State revenues coming in lower than projected. A governor faced with a potential budget shortfall asking state agencies to draft contingency spending plans. Critics attacking the state’s tax system as too dependent on too few revenue sources.
Welcome to Nevada.
Or is it California?
On Monday, California Gov. Arnold Schwarzenegger ordered state departments to draft budgets that reflect a 10 percent reduction in anticipated revenue. “Economists say the state’s declining fortunes are due in large part to the shakeout in the housing market and a revenue system overly reliant on income taxes,” the Los Angeles Times reported Tuesday.
The Times also noted that “Democrats already were girding for a fight over the administration’s budget reduction proposals.”
Well, at least Nevada Gov. Jim Gibbons can take solace in the company.
Today, Gov. Gibbons is scheduled to meet in Carson City with various state and local officials to discuss possible courses of action to address faltering sales and gaming tax revenues. Last month, the governor asked department heads to present contingency budget plans reflecting a 5 percent reduction in spending.
His request was met with shrieks of indignation from big spenders and their many media friends. Jim Rogers, chancellor of the state university system, refused to comply.
Wonder how the Governator would respond if Mr. Rogers’ California counterpart threw a similar tantrum?

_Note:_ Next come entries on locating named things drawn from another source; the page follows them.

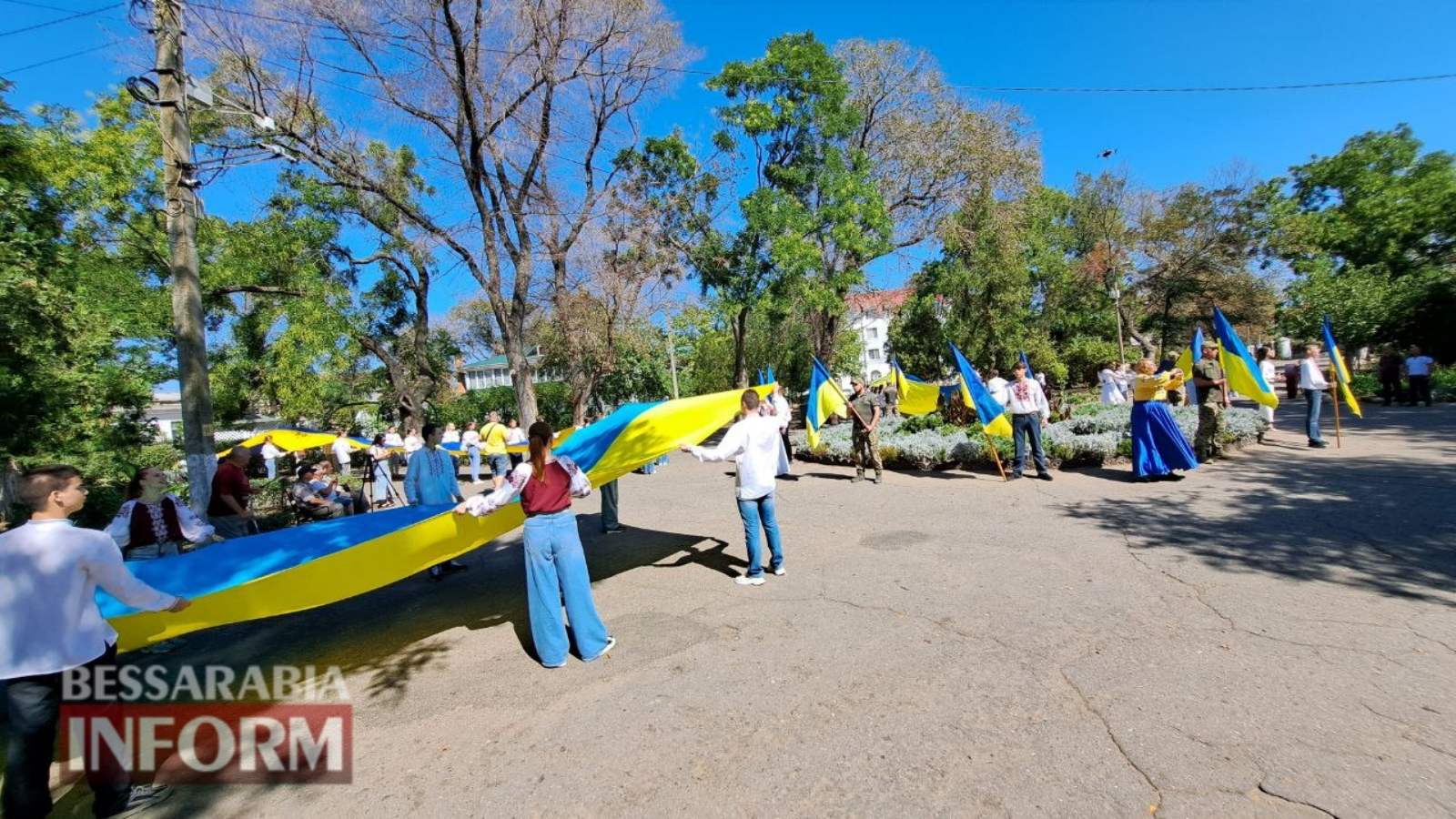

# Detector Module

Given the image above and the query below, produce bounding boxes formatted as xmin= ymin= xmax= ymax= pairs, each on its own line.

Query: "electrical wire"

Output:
xmin=0 ymin=3 xmax=126 ymax=36
xmin=0 ymin=42 xmax=111 ymax=77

At any rate, all this proves instructive on a couple of levels.
First, no budget will actually be “cut” in either Nevada or California. Current discussions center around reducing the anticipated growth rate of public sector spending plans. For instance, Nevada’s university system, under the direction of Mr. Rogers, will receive 9 percent more money in the current budget cycle, even if subjected to a misnamed 5 percent budget “cut.”
Second, is there any state “revenue system” that will satisfy the public sector’s insatiable appetite? Apparently not.
In California, a tax structure “overly reliant on income taxes” can’t keep the money flowing fast enough. In Nevada, critics constantly attack a revenue stream largely reliant on gaming and sales taxes as insufficient — despite dependable, healthy and consistent growth. No state — even those featuring tax structures the envy of many a Nevada Democrat — has been immune from cyclical budget downturns. We would argue that Nevada has held up better than most.
Meanwhile, we’re told that states experiencing population booms — such as Nevada — need higher taxes to pay for growth. Yet states or cities from which residents have fled — in the Rust Belt, for instance — constantly need to raise revenues to make up for a “shrinking tax base.”
Which is it?
In fact, the budget problems facing California, Nevada and many other states — the budget problems caused by growth or out-migration — have more to do with overspending than faulty tax policy. State lawmakers across the country throw money around on “needs” during the good times, creating new programs and obligations that increase base budgets. Then, when the inevitable revenue blip materializes, they cry poverty and agitate about “diversifying the tax base” so they can shake more cash out of the private sector for their next binge.
Thus starting the process all over again.